Data should be beautiful, or at least that’s what we at Outerbase and 21 million users on Reddit believe. Good charts let you see patterns and insights you’d otherwise miss. Yet too often, charting data is an afterthought, something tacked on at the end rather than built into the way you understand your data. We decided to change that in Outerbase.
In case you missed it, we recently launched a new dashboard experience at Outerbase called Boards. That was the first step toward making business intelligence feel intuitive and clean. The next step is to improve how we turn raw numbers into visuals you can absorb at a glance. This means giving you charts that look good, are also easy to customize and embed, and that feel like a natural extension of your brand.
Reflecting Your Brand
Something we have heard frequently from users was that they wanted charts that didn’t just look good—they wanted charts that looked like their charts. This might seem like a small detail. But when you’re putting charts directly into your own app or slide deck, style matters. If your product has a certain color scheme or feel, you don’t want charts that look like they were slapped in there randomly. You want charts that fit right in, as if they were hand crafted by your own engineering team.
And if you were interested in embedding, it couldn’t be a one size fits all solution, often times users wanted to embed into something entirely different than what we were expecting. Some teams use React, others don’t. We wanted anyone to be able to embed Outerbase charts without hitting a wall of technical requirements. That meant we needed a charting solution that was flexible enough to stand on its own—something we could ship as a web component and know it would work anywhere.
The Journey To Get Here
We tried multiple data visualization libraries before settling on one that felt right. Each taught us something different about what we needed.
We started with the Tremor library. Tremor’s charts were beautiful and straightforward, which was great. But we found it hard to reshape them into something that reflected our brand, let alone our user's brand. Under the hood, Tremor relied on Recharts, which made turning them into web components more trouble than it was worth. They looked nice, but we couldn’t easily make them truly ours or integrate them everywhere we wanted.
Next, we tried Observable Plot. The appeal here was the opposite: it gave us fine-grained control. We could tweak almost anything. And it was easier to turn Plot charts into web components. But Plot was particular about how you defined charts and what data you fed them. This wasn’t just a small bump; it made it hard to create a general, plug-and-play experience for a wide range of users.
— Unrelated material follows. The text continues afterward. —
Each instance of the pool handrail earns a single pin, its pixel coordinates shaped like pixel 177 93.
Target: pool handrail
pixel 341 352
It also lacked common chart types people asked for, including the Pie Chart.
We learned from each step and we have nothing negative to say with any of the libraries we tried, they all have their use cases. Ours was just unique. Tremor showed us the value of simplicity. Plot reminded us how useful customization can be. But we still needed a tool that felt expansive yet manageable, and that we could shape to fit everyone’s data—without forcing you to reshape your data to fit it.
Why ECharts
That’s when we found ECharts. Backed by Apache and widely used, which gave us confidence in it having a strong foundation. It also offers a broad range of chart types and features. It’s flexible enough to integrate with any brand, and it can be built into a web component without making you jump through hoops.
Furthermore, with ECharts, we can now support new chart types like Pie, Radar, and Funnel. It enabled us to provide much more granular customization. Now you can easily tune colors, themes, backgrounds, and sizing. Instead of having to wrestle with code or settle for whatever default style we hand you, you can shape your charts so they feel like they came from your own design team.
Charting the Future
These new charts set the stage for future features: offering drilling down into charts for more detail, caching data so charts load instantly, and eventually revealing deeper insights that are hard to spot otherwise. We started this journey wanting to make charts that weren’t just pretty and “nice to have,” but essential. With our new charts we are well on that path.
When we first set out to improve charts, we knew we wanted two things: easy to build beautiful data visualization that fit our vision and brand, and ones that could match your brand without friction. With our new charts, we think we’ve found it.
Conclusion
Good charts aren’t just beautiful, they're informative. They are a way to understand data almost instantly. They help you see what you’ve been missing by just staring at rows and columns, and help you share that understanding with others. With our new charts, we’re giving you something that’s flexible, easy to embed, and genuinely yours. We’re still building toward an ideal charting experience, and we hope each new improvement makes Outerbase feel less like software you use and more like software you made.